Só há uma circunstância em que um Maltês pode querer se ver livre da companhia humana: na presença de crianças que não saibam lidar bem com cães ou que estejam agitadas demais a ponto de fazer com que se sintam ameaçados.
"Os exemplares da raça, em geral, se dão muito bem com a garotada, mas se a brincadeira extrapolar ou se as crianças não souberem respeitar os cães, aí eles desaparecem do recinto", diz Guga.
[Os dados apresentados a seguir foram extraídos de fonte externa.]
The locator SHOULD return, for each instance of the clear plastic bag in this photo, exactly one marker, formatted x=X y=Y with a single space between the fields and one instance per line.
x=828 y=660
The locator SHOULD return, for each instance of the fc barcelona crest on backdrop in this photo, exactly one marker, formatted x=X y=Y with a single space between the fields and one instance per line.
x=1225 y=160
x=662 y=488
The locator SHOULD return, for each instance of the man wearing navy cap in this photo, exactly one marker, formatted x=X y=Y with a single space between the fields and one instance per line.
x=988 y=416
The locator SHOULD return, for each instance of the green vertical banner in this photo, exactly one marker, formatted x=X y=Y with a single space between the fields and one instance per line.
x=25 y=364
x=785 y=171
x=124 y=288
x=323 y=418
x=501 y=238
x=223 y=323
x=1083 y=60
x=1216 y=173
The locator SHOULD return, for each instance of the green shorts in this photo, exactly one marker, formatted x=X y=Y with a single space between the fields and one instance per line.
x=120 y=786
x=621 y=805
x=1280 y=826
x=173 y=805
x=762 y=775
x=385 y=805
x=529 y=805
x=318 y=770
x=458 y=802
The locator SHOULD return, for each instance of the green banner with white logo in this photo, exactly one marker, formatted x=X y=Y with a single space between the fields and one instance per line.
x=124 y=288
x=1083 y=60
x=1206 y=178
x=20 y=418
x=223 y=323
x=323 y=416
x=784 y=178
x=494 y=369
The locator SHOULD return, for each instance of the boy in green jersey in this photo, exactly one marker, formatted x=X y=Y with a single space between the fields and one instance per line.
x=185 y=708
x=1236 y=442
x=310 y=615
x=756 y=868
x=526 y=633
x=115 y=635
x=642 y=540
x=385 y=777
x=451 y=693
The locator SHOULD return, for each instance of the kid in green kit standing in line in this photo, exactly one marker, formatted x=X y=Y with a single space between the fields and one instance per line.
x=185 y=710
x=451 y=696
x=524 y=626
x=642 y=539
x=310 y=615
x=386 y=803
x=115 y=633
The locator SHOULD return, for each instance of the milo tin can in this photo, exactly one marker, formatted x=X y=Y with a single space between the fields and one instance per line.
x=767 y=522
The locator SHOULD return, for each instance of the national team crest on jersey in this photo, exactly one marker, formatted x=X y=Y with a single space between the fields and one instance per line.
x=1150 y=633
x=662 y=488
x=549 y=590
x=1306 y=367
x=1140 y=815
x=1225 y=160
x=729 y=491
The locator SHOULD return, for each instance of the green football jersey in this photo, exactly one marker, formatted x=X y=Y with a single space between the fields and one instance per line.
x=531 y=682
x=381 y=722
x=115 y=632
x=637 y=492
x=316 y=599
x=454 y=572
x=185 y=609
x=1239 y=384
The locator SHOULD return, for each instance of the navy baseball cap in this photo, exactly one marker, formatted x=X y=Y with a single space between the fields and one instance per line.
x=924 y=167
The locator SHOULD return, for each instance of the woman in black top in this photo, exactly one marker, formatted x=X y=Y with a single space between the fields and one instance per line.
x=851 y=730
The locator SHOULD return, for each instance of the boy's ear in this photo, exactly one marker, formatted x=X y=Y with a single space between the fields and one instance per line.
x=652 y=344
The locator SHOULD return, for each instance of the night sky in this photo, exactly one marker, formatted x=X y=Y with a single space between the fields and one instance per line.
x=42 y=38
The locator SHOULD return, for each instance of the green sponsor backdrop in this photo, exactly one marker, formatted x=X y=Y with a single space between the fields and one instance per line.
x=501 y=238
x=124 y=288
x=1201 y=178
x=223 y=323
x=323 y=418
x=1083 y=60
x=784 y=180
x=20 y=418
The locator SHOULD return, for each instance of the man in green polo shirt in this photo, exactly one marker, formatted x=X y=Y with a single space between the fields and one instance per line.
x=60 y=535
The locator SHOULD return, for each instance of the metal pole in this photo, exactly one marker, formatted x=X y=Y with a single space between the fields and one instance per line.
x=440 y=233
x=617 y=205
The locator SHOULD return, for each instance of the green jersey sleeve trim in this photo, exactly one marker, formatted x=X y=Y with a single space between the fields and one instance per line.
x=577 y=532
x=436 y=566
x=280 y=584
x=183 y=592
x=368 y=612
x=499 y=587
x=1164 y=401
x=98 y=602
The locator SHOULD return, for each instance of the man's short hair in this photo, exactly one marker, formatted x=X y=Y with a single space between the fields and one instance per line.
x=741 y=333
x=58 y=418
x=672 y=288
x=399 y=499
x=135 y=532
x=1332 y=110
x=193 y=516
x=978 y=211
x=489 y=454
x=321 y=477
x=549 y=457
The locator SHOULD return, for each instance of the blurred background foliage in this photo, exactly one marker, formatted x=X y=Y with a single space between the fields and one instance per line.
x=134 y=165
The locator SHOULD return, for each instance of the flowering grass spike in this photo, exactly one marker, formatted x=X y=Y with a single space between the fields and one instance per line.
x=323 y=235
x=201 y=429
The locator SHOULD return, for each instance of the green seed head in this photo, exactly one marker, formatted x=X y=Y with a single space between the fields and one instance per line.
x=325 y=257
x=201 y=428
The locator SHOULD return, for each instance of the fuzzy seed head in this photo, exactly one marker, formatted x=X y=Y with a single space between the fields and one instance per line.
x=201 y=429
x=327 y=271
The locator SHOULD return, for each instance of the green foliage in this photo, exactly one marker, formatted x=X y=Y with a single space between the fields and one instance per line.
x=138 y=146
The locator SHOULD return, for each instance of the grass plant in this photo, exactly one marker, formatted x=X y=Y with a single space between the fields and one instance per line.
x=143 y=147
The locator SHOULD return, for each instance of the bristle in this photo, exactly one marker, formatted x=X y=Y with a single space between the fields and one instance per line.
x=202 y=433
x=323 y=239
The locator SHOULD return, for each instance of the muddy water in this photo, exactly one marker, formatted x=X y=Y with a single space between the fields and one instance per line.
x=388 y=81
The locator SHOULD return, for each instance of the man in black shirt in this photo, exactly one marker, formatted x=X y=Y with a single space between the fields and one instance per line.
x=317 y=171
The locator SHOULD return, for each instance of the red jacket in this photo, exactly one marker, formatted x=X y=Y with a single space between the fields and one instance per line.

E, embora seja raro, se um Maltês for muito incomodado por uma criança, é possível que rosne e até que a morda.

O relacionamento com outros cães também costuma ser pacífico. "Os Malteses convivem muito bem entre si", garante Katia. Até mesmo exemplares machos, que em muitas raças brigam pela disputa de liderança, tendem a se aceitar amigavelmente. "No que depender do Maltês, a relação com cães de outras raças também será sempre agradável", comenta Anita.
Quanto ao convívio com gatos e outros animais de estimação, a dica é habituar o Maltês a eles desde cedo. Do contrário, pode estranhá-los.


Uma raça muito antiga e admirada, os pintores renascentistas já os pintavam ao lado das grandes damas da corte.
Há divergências quanto a sua origem, muitos dizem que ele veio da ilha de Malta por isso seu nome Maltes.
Admirados por seu temperamento, porte, espertos, brincalhões, inteligentes, dóceis e amigos.
Não existem malteses micro, mini ou zero, esses termos são totalmente rejeitados por bons criadores.
 Para conferir o padrão da raça entre no site oficial da CBKC, veja padrões grupo 9.
O maltes não possui subpelo, possui um pelo sedoso, branco, longo que requer muito cuidado, carinho e paciência.